Practical training for supervisors and managers should both inspire and provide them with tangible skills for making real change occur.
- By Robert Pater
- Nov 01, 2013
All of those who work in the land of too little time, shrunken resources, and high expectations could use more leverage to make big things happen. "Leverage" is an interesting term. True, some equate this with force or intimidation, as in "I have leverage over that person," or just having an extra edge. Finance-oriented people may define leverage as using borrowed funds to realize much larger gains.
Physically, leverage means employing the right mechanics (often with lever and fulcrum) to be able to move something that's too heavy or bulky to maneuver with direct force. The common thread in all cases?
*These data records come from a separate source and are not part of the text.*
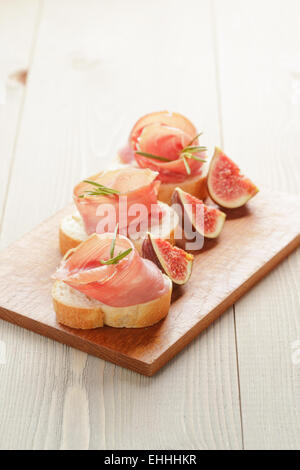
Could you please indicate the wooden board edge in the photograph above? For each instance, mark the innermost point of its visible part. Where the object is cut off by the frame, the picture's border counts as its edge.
(148, 368)
(223, 306)
(76, 342)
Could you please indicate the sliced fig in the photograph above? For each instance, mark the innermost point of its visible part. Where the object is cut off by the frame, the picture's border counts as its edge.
(174, 262)
(226, 185)
(205, 220)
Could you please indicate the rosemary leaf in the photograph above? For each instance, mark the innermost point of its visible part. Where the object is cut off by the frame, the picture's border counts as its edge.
(155, 157)
(100, 190)
(112, 248)
(188, 170)
(196, 137)
(194, 149)
(117, 258)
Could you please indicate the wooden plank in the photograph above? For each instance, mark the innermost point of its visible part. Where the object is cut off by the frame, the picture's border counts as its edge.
(248, 248)
(259, 44)
(97, 67)
(17, 26)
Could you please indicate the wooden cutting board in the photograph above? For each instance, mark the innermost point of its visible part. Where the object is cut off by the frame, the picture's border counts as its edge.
(254, 240)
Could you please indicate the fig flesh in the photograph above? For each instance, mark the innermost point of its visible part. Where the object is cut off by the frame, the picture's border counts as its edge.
(226, 185)
(173, 261)
(204, 220)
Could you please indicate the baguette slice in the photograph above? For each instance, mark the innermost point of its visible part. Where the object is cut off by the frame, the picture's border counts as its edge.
(76, 310)
(72, 231)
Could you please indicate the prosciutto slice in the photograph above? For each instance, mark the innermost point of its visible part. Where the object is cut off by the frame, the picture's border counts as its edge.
(101, 213)
(165, 134)
(118, 285)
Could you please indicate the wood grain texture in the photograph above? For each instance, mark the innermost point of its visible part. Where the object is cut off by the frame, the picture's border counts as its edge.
(259, 50)
(17, 28)
(85, 89)
(254, 240)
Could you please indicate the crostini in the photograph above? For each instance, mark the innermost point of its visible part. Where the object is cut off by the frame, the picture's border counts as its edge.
(169, 144)
(127, 197)
(104, 281)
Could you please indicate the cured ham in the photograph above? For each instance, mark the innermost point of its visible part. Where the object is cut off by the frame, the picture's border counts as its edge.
(165, 134)
(136, 195)
(118, 285)
(167, 142)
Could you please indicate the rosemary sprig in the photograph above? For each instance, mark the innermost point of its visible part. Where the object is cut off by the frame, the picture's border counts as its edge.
(187, 167)
(155, 157)
(186, 153)
(117, 258)
(112, 247)
(100, 190)
(196, 137)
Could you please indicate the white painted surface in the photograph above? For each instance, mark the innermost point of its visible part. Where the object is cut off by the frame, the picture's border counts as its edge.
(95, 67)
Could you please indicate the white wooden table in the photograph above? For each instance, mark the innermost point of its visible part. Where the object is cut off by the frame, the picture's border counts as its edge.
(94, 66)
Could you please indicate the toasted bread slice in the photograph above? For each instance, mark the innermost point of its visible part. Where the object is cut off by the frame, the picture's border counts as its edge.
(195, 185)
(72, 231)
(76, 310)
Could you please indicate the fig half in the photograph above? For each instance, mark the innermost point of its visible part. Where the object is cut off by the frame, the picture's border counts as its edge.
(202, 219)
(226, 185)
(174, 262)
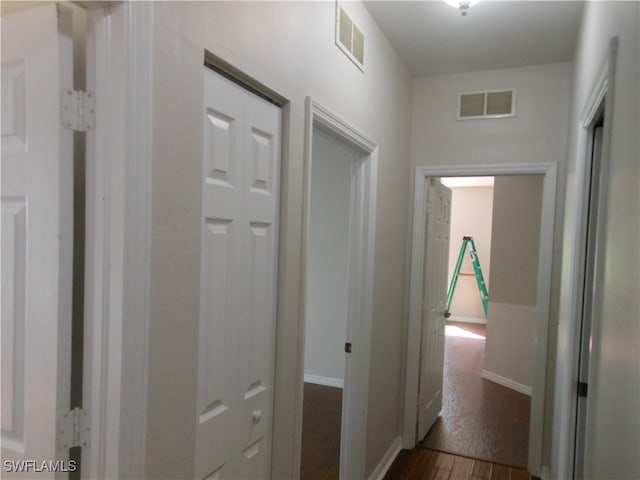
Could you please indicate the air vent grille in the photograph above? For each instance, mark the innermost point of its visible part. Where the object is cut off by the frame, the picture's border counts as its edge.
(487, 104)
(349, 38)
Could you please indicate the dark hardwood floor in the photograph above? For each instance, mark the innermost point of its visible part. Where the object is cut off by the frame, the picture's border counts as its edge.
(321, 422)
(479, 419)
(423, 464)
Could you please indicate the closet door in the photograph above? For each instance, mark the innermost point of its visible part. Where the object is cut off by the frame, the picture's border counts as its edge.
(236, 354)
(37, 244)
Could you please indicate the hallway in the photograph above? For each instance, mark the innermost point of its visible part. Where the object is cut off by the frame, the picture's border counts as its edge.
(479, 419)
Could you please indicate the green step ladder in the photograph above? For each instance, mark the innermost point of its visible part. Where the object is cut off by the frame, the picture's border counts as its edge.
(475, 261)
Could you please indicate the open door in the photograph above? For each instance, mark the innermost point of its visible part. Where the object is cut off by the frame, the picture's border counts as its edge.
(434, 301)
(37, 239)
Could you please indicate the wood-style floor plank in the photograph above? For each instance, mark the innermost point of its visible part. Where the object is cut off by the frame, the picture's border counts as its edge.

Leverage means increasing your power to get the most from the least.
For wise leaders, well-applied leverage entails influencing people toward getting positive results with minimal effort – high-grading leaders' ability "to change the future" beyond where it was heading.
Leverage is key to boosting "productivity," as defined by the mathematical formula of output divided by input: P = O/I. From this perspective, you can raise productivity in four ways:
1. Raise output with the same input. Increasing the numerator means getting more out of existing resources. It might equate to “working harder” with the same staff, equipment, and/or timelines or using preexisting safety programming to break through static plateaus of performance.
2. Lower input while maintaining output. Decreasing the denominator could translate into cutting staff or their budgets while expecting them to take care of the same workload as when fully staffed.
3. Lower input while simultaneously raising output. Raising numerator and lowering denominator, in other words, reducing budgets and/or staff while they are expected to get even more done. This might sound theoretically compelling (only to those not actually doing the work), but in my experience this is non-sustainable over the long haul. Sure, many people are able to work harder with fewer resources and support for a limited time. But after a while with no relief in sight, they often fatigue, get distracted, become disillusioned, or burn out. Injuries, presenteeism (they’re there in body but not fully in mind), absenteeism, disengagement, quality issues, and accidents soon rise.
4. Raising output proportionally higher than raising input. This typically means investing in changes (in equipment, procedures, training, etc.) where the payback outpaces the investment. For example, purchasing PPE for a fraction of the costs of the injuries they help prevent or releasing time for critical staff to plan a more effective safety intervention, where release time is minimal compared to improvements in engagement, safety performance, communications, and smoother flow of production.
For many companies, this fourth strategy can be a realistic approach to leveraging productivity.
In his classic book "High Output Management," Intel founder Andrew Grove pointed to three types of leadership leverage for attaining maximum output from minimum input:
1. Influencing one person over a period of time. Examples of this might be a focused performance review, meeting with a worker to set clearer expectations, anchoring praise for a job well done, etc.
2. Influencing many people at once. A typical example of this “batching” approach would be broadcasting information to many at the same time via email, conference call, or in person.
3. Influencing many people over time. This includes effective training that changes skills and actions; creating policies and procedures that many can use into the future; hiring a lead, supervisor, or manager who changes the approach or culture; thorough safety investigations that are realistic and internally publicized; and more.
In addition to Grove's three approaches, I propose a fourth: Simultaneous Thinking, which is accomplishing multiple objectives at the same time. Such as making plans and taking ensuing actions that simultaneously elevate safety communications, safer actions, worker engagement, managerial commitment, and quality.
There are several ways leaders can heighten their leverage. One is to activate others. I think of leadership as "making positive things happen by working through others." It's less what a leader does himself or herself that makes the largest impact on the organization; it's what he or she can bring about. Or, going back to Grove, "Activity does not equal output." The strongest leaders make things happen.
Practical training for supervisors and managers should both inspire and provide them with tangible skills for making real change occur, for passing the message and methods on for better and lasting performance. We've worked with another practical and proven way to accomplish this: developing and then working through peer change agents. Ranae Adee, former safety manager at a Pfizer plant, carefully chose employees to become trained in a safety system, then provided the time and support to catalyze improvements in daily actions. Results were highly successful on multiple levels. Ranae said, "It was like we added 14 people to the safety office."
Leaders also can heighten leverage by changing their "position." No, I don't mean being on both sides of an issue like a gladhanding politician (this will backfire, reducing credibility); I'm referring to employing the Proximity Principle (similar in physics to the Moment Arm Principle and the Universal Gravitational Law). In other words, the closer two objects are, the more pull/influence they exert on the other. On an injury prevention level, getting closer to an object you wish to move/push/pull/lift (within limits) both increases ability to exert strength and reduces forces concentrating in the lower back. In terms of leadership, making "closer" contact and communications heightens influence.
Artfully selecting, applying, and sometimes combining Grove's three leverage approaches with working through others and shrinking communication distance can help leaders create more and better output with minimal time and input.